Book recommendation: Robert A. Heinlein: In Dialog WIth His Century

I have just finished reading a fascinating biography of Robert A. Heinlein, the (not just "a") science fiction writer, many of whose works I incorporated in my classes at Adrian College, and one of which (Double Star) helped inspire my doctoral dissertation on constitutional monarchy. Robert A. Heinlein: In Dialog With His Century was written by William H. Patterson, Jr., and this book is volume 1 of what promises to be a two volume work. It takes Heinlein up to about 1948, when he married his third and final wife. (It was news to me that Virginia Gerstenfeld was number 3; I had always thought she was number 2.)
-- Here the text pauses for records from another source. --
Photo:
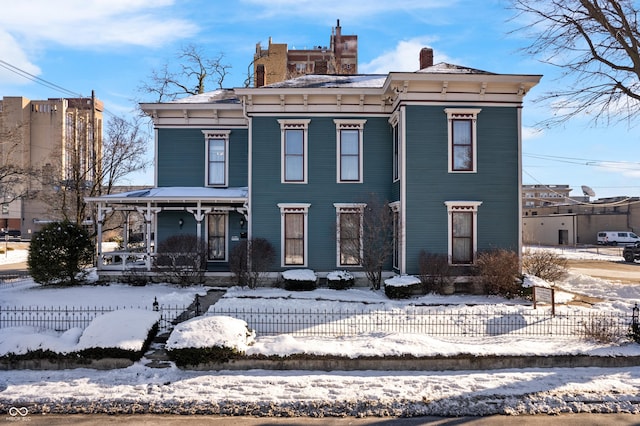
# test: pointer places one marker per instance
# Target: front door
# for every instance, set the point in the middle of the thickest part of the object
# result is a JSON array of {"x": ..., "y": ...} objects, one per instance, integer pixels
[{"x": 217, "y": 231}]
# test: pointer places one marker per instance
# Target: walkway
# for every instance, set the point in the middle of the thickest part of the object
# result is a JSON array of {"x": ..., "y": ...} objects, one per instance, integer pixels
[{"x": 157, "y": 353}]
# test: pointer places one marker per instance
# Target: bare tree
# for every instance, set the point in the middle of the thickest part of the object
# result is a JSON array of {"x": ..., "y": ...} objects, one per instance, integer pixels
[
  {"x": 91, "y": 173},
  {"x": 189, "y": 77},
  {"x": 123, "y": 152},
  {"x": 596, "y": 44}
]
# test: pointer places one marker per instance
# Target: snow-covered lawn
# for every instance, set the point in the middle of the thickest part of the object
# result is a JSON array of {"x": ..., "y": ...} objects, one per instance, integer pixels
[{"x": 410, "y": 393}]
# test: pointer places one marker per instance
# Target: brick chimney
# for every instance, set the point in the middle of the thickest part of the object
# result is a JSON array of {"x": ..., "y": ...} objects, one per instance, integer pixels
[{"x": 426, "y": 57}]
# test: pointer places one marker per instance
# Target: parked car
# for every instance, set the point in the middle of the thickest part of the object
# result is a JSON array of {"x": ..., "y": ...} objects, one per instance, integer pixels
[{"x": 613, "y": 238}]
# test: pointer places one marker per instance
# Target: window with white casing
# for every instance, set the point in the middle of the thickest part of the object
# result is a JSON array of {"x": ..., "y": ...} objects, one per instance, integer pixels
[
  {"x": 217, "y": 157},
  {"x": 349, "y": 143},
  {"x": 395, "y": 132},
  {"x": 217, "y": 236},
  {"x": 462, "y": 229},
  {"x": 294, "y": 135},
  {"x": 462, "y": 139},
  {"x": 294, "y": 231},
  {"x": 349, "y": 234},
  {"x": 397, "y": 233}
]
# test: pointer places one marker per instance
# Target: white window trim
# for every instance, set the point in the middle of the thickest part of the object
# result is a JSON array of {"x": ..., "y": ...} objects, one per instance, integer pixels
[
  {"x": 462, "y": 206},
  {"x": 394, "y": 121},
  {"x": 294, "y": 125},
  {"x": 348, "y": 208},
  {"x": 216, "y": 134},
  {"x": 226, "y": 236},
  {"x": 463, "y": 114},
  {"x": 350, "y": 125},
  {"x": 294, "y": 208}
]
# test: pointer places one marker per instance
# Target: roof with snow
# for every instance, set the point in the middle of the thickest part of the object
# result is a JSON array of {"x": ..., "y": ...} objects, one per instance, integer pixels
[
  {"x": 444, "y": 68},
  {"x": 220, "y": 96}
]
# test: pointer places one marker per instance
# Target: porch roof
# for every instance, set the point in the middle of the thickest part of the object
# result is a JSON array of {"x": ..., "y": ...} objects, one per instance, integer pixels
[{"x": 176, "y": 194}]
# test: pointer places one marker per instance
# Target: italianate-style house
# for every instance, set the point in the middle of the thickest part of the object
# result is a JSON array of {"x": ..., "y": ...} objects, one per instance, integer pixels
[{"x": 296, "y": 162}]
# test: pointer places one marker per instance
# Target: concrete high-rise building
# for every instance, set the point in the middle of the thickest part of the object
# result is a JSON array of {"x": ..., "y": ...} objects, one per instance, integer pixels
[
  {"x": 278, "y": 63},
  {"x": 60, "y": 141}
]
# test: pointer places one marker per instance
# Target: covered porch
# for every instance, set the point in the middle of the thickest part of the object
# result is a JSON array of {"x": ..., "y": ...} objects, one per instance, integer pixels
[{"x": 217, "y": 216}]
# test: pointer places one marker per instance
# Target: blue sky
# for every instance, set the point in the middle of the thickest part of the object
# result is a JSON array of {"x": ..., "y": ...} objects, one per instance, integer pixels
[{"x": 111, "y": 46}]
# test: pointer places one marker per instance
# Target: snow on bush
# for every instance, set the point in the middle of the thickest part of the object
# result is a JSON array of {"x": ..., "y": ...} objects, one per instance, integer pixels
[
  {"x": 123, "y": 329},
  {"x": 299, "y": 275},
  {"x": 402, "y": 281},
  {"x": 21, "y": 340},
  {"x": 211, "y": 331},
  {"x": 339, "y": 276}
]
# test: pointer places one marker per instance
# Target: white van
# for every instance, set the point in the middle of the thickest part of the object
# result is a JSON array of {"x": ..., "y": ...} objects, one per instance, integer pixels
[{"x": 617, "y": 237}]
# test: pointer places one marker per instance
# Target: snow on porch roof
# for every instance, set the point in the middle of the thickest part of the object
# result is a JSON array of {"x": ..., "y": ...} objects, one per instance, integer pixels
[{"x": 176, "y": 194}]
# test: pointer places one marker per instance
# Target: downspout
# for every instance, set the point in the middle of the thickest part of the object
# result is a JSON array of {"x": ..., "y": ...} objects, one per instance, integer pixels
[
  {"x": 247, "y": 204},
  {"x": 520, "y": 226},
  {"x": 403, "y": 191}
]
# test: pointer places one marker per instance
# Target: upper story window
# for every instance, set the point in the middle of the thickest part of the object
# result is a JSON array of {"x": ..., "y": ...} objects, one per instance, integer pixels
[
  {"x": 462, "y": 139},
  {"x": 217, "y": 157},
  {"x": 395, "y": 131},
  {"x": 294, "y": 135},
  {"x": 349, "y": 150}
]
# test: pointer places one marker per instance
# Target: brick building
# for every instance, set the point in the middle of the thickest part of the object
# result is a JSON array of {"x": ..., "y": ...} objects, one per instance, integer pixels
[{"x": 277, "y": 62}]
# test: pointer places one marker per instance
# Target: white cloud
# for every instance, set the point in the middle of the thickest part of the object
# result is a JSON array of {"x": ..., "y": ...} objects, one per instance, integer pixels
[
  {"x": 84, "y": 23},
  {"x": 12, "y": 53},
  {"x": 404, "y": 57},
  {"x": 349, "y": 11}
]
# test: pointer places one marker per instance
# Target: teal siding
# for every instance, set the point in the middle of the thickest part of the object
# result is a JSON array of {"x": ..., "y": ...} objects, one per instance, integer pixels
[
  {"x": 429, "y": 184},
  {"x": 322, "y": 190},
  {"x": 182, "y": 157}
]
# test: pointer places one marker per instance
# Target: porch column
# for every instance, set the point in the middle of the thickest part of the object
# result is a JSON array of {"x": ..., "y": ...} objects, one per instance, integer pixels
[
  {"x": 102, "y": 212},
  {"x": 148, "y": 213},
  {"x": 199, "y": 213}
]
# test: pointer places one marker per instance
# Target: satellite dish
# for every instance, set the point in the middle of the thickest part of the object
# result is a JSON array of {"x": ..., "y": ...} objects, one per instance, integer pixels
[{"x": 587, "y": 191}]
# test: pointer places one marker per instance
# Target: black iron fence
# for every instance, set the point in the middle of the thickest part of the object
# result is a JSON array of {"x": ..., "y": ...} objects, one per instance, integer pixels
[
  {"x": 455, "y": 322},
  {"x": 62, "y": 318},
  {"x": 462, "y": 322}
]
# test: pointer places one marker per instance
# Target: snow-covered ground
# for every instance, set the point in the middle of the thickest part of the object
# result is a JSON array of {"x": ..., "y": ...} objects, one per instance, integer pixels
[{"x": 320, "y": 393}]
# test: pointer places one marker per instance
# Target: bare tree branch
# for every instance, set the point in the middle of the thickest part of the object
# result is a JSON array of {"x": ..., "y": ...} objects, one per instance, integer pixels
[{"x": 190, "y": 75}]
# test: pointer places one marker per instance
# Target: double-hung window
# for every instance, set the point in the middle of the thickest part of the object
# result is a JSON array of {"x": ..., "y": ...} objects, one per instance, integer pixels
[
  {"x": 217, "y": 154},
  {"x": 294, "y": 135},
  {"x": 395, "y": 132},
  {"x": 462, "y": 139},
  {"x": 462, "y": 231},
  {"x": 349, "y": 150},
  {"x": 349, "y": 234},
  {"x": 294, "y": 234}
]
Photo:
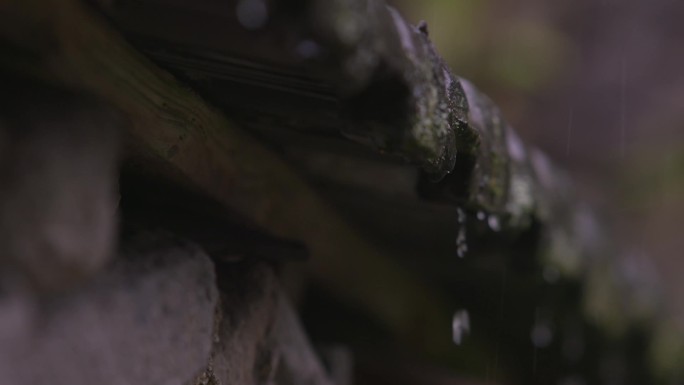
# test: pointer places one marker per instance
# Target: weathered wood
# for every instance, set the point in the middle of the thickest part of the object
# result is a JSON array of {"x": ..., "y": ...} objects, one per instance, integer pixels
[
  {"x": 434, "y": 120},
  {"x": 175, "y": 133}
]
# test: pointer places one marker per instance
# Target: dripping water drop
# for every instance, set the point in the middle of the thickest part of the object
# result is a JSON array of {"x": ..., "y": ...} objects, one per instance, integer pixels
[
  {"x": 493, "y": 222},
  {"x": 461, "y": 241},
  {"x": 460, "y": 326}
]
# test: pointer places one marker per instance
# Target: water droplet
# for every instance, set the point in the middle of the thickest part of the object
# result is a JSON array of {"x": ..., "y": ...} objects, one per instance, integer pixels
[
  {"x": 493, "y": 222},
  {"x": 460, "y": 326},
  {"x": 461, "y": 241},
  {"x": 541, "y": 335},
  {"x": 551, "y": 274},
  {"x": 308, "y": 49},
  {"x": 252, "y": 14}
]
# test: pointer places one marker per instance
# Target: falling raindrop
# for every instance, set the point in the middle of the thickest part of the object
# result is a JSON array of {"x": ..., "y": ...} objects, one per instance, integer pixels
[
  {"x": 493, "y": 222},
  {"x": 252, "y": 14},
  {"x": 460, "y": 326},
  {"x": 541, "y": 335},
  {"x": 551, "y": 274},
  {"x": 461, "y": 241}
]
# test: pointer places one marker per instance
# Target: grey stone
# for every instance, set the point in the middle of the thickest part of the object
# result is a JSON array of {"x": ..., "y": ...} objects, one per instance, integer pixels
[
  {"x": 58, "y": 184},
  {"x": 148, "y": 319},
  {"x": 260, "y": 339}
]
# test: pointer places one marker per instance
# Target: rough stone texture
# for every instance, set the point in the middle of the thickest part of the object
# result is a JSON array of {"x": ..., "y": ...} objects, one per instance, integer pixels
[
  {"x": 260, "y": 340},
  {"x": 147, "y": 320},
  {"x": 58, "y": 172}
]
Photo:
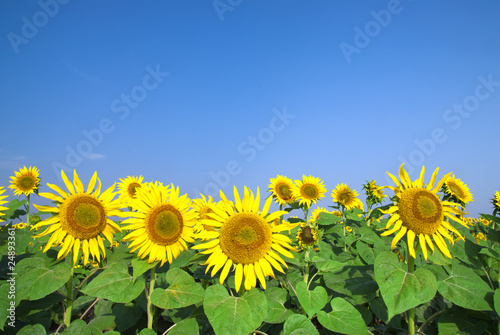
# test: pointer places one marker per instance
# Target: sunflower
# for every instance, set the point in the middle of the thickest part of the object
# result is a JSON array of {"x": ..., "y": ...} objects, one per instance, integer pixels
[
  {"x": 455, "y": 189},
  {"x": 374, "y": 193},
  {"x": 307, "y": 237},
  {"x": 243, "y": 236},
  {"x": 282, "y": 189},
  {"x": 418, "y": 211},
  {"x": 127, "y": 187},
  {"x": 80, "y": 217},
  {"x": 346, "y": 197},
  {"x": 2, "y": 190},
  {"x": 309, "y": 189},
  {"x": 162, "y": 224},
  {"x": 25, "y": 181}
]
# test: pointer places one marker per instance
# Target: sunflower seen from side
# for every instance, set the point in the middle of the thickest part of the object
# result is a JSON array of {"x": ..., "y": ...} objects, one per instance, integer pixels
[
  {"x": 346, "y": 197},
  {"x": 418, "y": 212},
  {"x": 80, "y": 217},
  {"x": 282, "y": 190},
  {"x": 456, "y": 190},
  {"x": 244, "y": 238},
  {"x": 309, "y": 190},
  {"x": 25, "y": 181},
  {"x": 162, "y": 224},
  {"x": 127, "y": 187}
]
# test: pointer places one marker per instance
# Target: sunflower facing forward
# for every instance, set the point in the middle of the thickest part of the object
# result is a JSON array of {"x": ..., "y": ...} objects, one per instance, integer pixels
[
  {"x": 309, "y": 189},
  {"x": 80, "y": 218},
  {"x": 346, "y": 197},
  {"x": 418, "y": 211},
  {"x": 282, "y": 189},
  {"x": 25, "y": 181},
  {"x": 243, "y": 236},
  {"x": 162, "y": 224}
]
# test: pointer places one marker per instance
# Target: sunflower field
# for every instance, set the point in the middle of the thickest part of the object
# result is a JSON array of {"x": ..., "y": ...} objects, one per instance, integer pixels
[{"x": 141, "y": 257}]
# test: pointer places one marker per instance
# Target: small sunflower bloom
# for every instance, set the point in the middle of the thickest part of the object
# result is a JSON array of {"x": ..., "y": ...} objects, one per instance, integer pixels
[
  {"x": 419, "y": 212},
  {"x": 26, "y": 181},
  {"x": 162, "y": 225},
  {"x": 245, "y": 240},
  {"x": 309, "y": 189},
  {"x": 282, "y": 189},
  {"x": 80, "y": 217},
  {"x": 346, "y": 197},
  {"x": 456, "y": 190}
]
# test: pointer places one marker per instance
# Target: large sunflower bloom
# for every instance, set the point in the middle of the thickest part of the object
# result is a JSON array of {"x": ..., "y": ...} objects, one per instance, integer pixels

It is very interesting to find out how many interesting people Heinlein knew and worked with during his long life, including not only most of the other leading science fiction writers of the mid-twentieth century but also people like Alfred Korzybski, S.I. Hayakawa, and Helen Gahagan Douglas. Douglas had served three terms in the House of Representatives but was defeated in her bid to be elevated from the House to the Senate by Richard Nixon, which is well-known. What I had not known was that she was only the second woman elected to Congress and the first to be elected as a Democrat. (I am assuming the author has it right here but haven't checked it out.*)

I found this interesting because I have done a little writing about the first woman elected to Congress, Jeanette Rankin, who was a Republican and who gained some distinction by being the only member of Congress to vote against declaring both World War I and World War II (against Japan). She had lots of company in opposing World War I but was the only vote against war with Japan in 1941.

All long-time Heinlein fans like myself will be fascinated with this biography, and like myself will be waiting impatiently for Mr. Patterson to finish up volume 2.

* P.S. Douglas was NOT the first Democratic woman to serve in Congress. It is possible that she was the first one ELECTED to Congress, as distinguished from appointed to fill vacancies. I will continue to look into this.